Bluebird will have to be disassembled ahead of the final rebuild
Donald Campbell's Bluebird K7 has been painstakingly reassembled more than 40 years after it crashed.
Campbell died in 1967 on Coniston Water in Cumbria, while trying to break a speed record.
Diver Bill Smith and his team have been restoring the craft since salvaging it from the lake in 2001.
Bluebird's distinctive shape is once again recognisable, although it will not be back in full working order until at least 2009.
And it will need to be disassembled before the final rebuild can begin, according to Mr Smith, who is restoring the boat at his workshop in North Shields.
Brinigng back the Bluebird
He said: "We just wanted to make sure we had all the parts and that they all fitted together properly.
"We haven't yet put the engine in or connected all the instruments up, but those bits are easy compared to the work we've done so far.

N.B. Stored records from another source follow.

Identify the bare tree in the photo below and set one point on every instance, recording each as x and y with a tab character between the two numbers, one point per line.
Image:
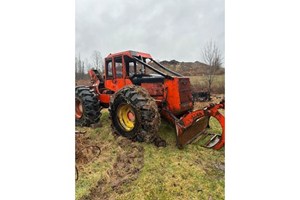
211	56
97	60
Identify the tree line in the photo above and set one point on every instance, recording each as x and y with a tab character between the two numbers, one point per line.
82	66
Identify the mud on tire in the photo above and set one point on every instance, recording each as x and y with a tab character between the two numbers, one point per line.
144	109
87	107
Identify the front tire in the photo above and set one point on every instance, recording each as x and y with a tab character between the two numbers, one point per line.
135	115
87	107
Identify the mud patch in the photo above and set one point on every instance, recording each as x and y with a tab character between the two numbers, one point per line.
126	168
85	149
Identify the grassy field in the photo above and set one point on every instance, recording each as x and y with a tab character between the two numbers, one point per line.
218	85
128	170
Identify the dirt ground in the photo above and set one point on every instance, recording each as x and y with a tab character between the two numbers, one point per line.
112	167
126	168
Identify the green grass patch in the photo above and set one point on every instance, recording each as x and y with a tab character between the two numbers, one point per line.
194	172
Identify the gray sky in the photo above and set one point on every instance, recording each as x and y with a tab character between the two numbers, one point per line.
167	29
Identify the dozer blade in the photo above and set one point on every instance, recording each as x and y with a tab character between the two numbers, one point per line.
194	126
189	134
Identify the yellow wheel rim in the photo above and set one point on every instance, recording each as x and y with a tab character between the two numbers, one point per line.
126	117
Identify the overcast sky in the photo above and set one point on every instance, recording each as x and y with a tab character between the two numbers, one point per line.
167	29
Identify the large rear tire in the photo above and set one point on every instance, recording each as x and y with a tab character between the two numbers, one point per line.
135	115
87	107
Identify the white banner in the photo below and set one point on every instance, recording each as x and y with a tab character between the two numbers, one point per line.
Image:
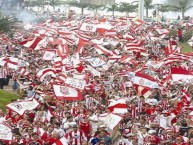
96	62
154	64
5	132
21	106
76	83
22	63
88	27
111	120
49	55
145	82
93	71
66	93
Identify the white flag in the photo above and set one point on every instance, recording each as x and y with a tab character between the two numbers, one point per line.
76	83
111	120
21	106
49	55
5	133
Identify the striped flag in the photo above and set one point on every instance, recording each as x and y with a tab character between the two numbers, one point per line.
61	141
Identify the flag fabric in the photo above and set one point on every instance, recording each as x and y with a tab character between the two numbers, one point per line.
49	55
5	133
76	83
155	64
47	71
23	72
145	80
142	91
66	93
33	44
88	27
21	106
180	74
118	106
93	71
96	62
110	120
162	31
61	141
10	62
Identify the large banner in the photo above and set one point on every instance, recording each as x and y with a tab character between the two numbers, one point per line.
111	120
76	83
66	93
21	106
5	132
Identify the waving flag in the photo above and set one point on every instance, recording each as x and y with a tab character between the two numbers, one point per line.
33	44
21	106
118	106
76	83
66	93
49	55
111	120
96	62
180	74
145	80
61	141
44	72
5	133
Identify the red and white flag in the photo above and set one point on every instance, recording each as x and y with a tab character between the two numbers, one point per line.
47	71
88	27
34	44
142	91
180	74
23	72
66	93
5	133
118	106
162	31
110	120
21	106
145	80
10	62
61	141
76	83
49	55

"Once we've let people have a look at it, we'll be taking it apart again, cleaning everything and treating it to make sure it lasts a long time. And painting it blue."
Approximately 98% of the original boat has been recovered and repaired in minute detail, despite the wreckage being strewn across the lake bed.
The new Bluebird Wing of The Ruskin Museum at Coniston, where the boat will eventually be displayed, is also nearing completion.
On Wednesday, a pair of cast metal "Donald Campbell" nameplates, previously fitted to a diesel train named after the famous record breaker, will be presented to the museum by Virgin Trains.
Once the restoration is completed, the team hopes to drive the boat on Coniston before it becomes a permanent exhibit.